Porém não foram os barulhentos que me proporcionaram aquele triste sentimento
de vergonha alheia. Foram outros espectadores que, sem nenhuma cerimônia, postavam-
se na frente do palco para tirar fotos, não da cantora, mas de si mesmos com a cantora
ao fundo, como se Alcione fosse uma estátua, como se ela não tivesse ali trabalhando.

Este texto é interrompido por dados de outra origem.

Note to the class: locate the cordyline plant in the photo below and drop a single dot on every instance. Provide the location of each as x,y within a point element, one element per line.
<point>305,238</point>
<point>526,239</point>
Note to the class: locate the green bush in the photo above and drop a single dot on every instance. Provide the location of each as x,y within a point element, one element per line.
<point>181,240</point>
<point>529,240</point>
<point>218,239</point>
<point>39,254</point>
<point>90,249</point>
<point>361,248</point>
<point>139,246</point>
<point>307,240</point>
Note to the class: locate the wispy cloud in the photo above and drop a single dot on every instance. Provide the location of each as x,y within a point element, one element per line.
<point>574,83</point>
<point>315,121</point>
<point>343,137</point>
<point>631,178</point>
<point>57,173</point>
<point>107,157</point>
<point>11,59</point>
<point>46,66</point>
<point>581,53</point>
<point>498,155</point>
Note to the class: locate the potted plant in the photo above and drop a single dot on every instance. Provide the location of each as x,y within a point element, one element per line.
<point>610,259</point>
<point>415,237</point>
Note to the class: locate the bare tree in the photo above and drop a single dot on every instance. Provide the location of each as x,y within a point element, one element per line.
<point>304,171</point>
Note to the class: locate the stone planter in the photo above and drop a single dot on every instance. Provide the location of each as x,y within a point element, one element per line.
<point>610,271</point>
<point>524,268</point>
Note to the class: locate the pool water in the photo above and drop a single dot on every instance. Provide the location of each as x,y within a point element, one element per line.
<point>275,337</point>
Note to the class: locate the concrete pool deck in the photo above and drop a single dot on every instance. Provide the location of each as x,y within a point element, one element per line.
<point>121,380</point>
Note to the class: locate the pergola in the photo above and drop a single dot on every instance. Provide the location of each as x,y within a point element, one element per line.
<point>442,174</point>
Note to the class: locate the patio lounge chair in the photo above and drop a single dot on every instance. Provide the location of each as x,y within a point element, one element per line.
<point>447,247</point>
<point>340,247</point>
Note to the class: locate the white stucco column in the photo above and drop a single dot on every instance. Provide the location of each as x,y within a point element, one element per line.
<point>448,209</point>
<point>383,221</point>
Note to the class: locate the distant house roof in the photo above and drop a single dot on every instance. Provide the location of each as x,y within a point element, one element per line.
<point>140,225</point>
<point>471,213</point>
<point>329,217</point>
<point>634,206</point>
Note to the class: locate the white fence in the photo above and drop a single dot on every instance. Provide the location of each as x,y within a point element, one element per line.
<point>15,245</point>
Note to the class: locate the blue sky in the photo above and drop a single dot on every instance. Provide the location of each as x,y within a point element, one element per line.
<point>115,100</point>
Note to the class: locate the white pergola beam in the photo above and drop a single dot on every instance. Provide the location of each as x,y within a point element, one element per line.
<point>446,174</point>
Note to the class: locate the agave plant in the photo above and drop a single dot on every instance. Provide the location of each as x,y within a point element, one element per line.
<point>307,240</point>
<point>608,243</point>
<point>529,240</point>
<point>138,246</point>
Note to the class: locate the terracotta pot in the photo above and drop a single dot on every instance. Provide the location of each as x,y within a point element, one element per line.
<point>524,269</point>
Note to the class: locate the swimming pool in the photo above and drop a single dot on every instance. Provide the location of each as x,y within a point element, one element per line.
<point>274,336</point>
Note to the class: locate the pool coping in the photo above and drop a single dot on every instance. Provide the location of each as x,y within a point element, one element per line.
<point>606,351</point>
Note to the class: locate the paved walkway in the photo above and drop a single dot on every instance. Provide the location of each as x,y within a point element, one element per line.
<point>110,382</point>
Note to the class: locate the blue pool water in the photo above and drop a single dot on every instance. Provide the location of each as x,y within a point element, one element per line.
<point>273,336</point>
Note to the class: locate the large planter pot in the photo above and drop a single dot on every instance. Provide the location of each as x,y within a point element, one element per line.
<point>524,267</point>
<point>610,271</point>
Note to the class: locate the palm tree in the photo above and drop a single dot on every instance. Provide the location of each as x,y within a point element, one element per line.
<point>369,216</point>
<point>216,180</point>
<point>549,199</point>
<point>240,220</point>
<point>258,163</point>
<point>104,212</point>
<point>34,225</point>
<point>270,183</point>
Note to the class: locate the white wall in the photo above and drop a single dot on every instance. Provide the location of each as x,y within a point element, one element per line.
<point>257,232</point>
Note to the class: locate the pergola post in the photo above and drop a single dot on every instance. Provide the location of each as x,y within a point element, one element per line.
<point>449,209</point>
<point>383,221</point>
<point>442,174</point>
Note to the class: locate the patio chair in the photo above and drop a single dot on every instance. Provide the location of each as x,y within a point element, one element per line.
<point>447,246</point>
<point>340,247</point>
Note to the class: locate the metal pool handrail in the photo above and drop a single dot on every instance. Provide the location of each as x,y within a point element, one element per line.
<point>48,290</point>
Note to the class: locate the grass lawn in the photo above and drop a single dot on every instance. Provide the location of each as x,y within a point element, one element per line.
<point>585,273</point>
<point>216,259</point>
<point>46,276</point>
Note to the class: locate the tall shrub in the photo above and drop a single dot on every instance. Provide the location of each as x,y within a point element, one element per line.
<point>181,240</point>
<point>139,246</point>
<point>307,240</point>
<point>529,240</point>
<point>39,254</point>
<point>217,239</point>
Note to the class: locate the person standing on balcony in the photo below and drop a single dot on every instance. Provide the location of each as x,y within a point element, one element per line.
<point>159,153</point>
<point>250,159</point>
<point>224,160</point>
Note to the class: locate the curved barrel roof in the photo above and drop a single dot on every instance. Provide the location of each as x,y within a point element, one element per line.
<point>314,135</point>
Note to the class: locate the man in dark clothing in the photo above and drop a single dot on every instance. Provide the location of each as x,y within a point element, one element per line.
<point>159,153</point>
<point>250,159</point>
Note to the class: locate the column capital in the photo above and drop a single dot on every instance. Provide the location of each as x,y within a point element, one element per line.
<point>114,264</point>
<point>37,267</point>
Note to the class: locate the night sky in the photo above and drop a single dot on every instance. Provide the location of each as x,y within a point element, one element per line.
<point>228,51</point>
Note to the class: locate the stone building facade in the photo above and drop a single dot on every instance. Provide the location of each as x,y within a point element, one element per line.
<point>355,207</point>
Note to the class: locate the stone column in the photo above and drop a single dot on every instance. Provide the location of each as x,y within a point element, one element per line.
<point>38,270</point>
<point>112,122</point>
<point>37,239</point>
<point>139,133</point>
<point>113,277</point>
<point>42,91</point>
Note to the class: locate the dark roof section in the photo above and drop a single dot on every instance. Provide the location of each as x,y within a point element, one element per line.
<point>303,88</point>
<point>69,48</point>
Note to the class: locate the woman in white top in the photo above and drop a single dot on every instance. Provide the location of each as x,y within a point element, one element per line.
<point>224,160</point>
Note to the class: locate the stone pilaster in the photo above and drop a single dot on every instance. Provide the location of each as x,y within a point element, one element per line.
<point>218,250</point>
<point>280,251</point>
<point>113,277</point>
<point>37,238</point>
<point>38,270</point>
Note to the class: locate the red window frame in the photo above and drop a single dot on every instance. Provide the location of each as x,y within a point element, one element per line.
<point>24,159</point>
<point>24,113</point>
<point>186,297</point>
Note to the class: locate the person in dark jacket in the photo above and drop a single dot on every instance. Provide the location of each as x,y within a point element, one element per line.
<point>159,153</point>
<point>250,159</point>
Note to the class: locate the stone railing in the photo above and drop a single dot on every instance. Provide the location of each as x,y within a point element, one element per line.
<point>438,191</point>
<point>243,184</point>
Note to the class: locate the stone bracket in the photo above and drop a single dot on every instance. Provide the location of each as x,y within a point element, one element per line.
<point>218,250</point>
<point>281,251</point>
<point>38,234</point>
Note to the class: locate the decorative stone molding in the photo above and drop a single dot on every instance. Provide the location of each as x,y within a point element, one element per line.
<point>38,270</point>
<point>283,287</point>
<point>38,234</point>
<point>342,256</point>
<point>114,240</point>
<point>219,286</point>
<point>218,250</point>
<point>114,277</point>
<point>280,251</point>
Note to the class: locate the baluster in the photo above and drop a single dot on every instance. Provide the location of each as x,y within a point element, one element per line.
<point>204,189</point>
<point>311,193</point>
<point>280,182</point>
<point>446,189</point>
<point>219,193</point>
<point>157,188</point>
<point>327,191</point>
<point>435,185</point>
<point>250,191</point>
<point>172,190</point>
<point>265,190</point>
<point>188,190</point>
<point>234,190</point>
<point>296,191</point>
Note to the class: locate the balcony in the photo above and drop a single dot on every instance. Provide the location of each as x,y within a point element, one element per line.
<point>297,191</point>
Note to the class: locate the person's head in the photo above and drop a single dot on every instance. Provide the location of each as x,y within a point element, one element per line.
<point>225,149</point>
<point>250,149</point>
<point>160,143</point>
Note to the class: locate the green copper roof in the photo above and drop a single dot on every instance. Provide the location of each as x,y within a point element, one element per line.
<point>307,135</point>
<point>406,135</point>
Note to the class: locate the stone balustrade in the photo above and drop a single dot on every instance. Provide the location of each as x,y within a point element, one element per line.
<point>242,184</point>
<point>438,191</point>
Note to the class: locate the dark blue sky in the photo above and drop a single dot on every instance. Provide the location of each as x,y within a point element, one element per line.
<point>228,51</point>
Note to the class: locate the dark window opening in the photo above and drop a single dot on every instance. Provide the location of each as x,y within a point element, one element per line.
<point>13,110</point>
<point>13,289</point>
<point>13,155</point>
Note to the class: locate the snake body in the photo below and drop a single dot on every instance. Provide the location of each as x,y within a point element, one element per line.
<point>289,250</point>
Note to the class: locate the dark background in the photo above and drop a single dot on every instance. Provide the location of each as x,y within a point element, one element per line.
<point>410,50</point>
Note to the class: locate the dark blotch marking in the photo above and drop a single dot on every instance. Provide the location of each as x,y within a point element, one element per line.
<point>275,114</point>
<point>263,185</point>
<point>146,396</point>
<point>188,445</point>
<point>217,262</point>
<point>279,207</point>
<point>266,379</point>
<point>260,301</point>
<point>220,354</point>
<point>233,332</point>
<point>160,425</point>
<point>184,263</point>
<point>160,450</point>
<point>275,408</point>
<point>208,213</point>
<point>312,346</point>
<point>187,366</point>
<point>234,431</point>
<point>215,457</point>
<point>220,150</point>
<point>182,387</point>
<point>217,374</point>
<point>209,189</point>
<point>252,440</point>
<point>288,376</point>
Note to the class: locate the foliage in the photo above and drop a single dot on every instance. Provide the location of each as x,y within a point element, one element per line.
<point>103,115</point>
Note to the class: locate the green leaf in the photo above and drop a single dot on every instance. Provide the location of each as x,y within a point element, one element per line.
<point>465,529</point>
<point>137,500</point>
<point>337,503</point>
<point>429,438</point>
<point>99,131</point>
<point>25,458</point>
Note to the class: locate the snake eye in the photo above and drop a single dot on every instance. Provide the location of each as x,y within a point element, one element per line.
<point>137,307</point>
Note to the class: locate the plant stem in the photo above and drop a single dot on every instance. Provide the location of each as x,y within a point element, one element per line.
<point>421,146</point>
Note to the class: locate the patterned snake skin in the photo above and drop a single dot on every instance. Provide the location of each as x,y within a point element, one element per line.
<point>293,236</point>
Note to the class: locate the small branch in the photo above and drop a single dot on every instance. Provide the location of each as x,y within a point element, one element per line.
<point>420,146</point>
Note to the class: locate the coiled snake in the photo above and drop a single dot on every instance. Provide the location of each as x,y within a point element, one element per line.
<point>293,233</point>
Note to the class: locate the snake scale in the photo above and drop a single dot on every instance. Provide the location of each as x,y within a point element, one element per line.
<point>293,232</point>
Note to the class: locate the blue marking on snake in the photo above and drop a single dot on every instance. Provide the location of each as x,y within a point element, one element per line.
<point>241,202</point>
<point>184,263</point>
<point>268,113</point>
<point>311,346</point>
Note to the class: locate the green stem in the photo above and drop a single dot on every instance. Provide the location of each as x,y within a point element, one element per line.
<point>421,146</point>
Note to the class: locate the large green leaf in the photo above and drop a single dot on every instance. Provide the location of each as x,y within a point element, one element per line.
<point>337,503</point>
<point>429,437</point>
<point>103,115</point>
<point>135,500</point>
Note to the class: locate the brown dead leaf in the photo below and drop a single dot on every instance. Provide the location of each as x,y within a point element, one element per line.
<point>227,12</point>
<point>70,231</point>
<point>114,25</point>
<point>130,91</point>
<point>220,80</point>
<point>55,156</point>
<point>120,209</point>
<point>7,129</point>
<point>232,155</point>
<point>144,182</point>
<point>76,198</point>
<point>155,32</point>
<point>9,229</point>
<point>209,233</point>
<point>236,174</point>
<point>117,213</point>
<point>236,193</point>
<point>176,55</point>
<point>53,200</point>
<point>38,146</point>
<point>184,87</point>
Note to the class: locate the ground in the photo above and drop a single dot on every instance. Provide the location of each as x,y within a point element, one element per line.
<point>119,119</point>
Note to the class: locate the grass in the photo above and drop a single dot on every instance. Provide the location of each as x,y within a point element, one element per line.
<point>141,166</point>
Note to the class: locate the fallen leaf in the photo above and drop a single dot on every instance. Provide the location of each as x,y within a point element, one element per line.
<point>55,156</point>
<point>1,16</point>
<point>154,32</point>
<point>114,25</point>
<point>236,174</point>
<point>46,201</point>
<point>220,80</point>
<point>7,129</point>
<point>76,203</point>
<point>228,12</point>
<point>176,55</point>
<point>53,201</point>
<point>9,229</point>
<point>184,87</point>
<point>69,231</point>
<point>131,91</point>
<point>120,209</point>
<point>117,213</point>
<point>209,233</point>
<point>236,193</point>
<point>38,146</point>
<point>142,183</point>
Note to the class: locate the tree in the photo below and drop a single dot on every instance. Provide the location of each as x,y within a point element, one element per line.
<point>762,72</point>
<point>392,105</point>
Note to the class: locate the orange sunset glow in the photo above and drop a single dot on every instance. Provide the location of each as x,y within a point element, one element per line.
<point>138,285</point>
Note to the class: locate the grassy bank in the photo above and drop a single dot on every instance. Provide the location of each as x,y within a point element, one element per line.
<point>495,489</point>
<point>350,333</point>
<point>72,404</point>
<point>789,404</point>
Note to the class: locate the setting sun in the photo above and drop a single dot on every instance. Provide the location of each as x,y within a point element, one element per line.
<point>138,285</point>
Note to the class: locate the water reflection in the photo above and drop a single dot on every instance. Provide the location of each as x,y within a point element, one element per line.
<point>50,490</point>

Como se a música que ela e seus nove músicos estavam fazendo nada valesse. A falta
de bom senso chegou ao cúmulo quando Alcione senta-se numa cadeira, as luzes se
apagam, há apenas um foco de luz sobre ela, que começa a cantar uma música em
francês. Várias pessoas saíram de suas mesas e postaram-se na frente dela, dentro do
foco de luz para tirar fotos. Num teatro, com silêncio respeitoso, seria um dos momentos
máximos do show, mas com aquelas pessoas fazendo pose na frente da Marrom, o
momento foi de uma tristeza patética sem par.
Toda a força expressiva da arte de Alcione não interessava, o que eles queriam era
uma foto com a celebridade ao fundo. Dane-se a música, dane-se a arte, o que interessa
é a fama fotografada e o anônimo ridículo dentro da foto.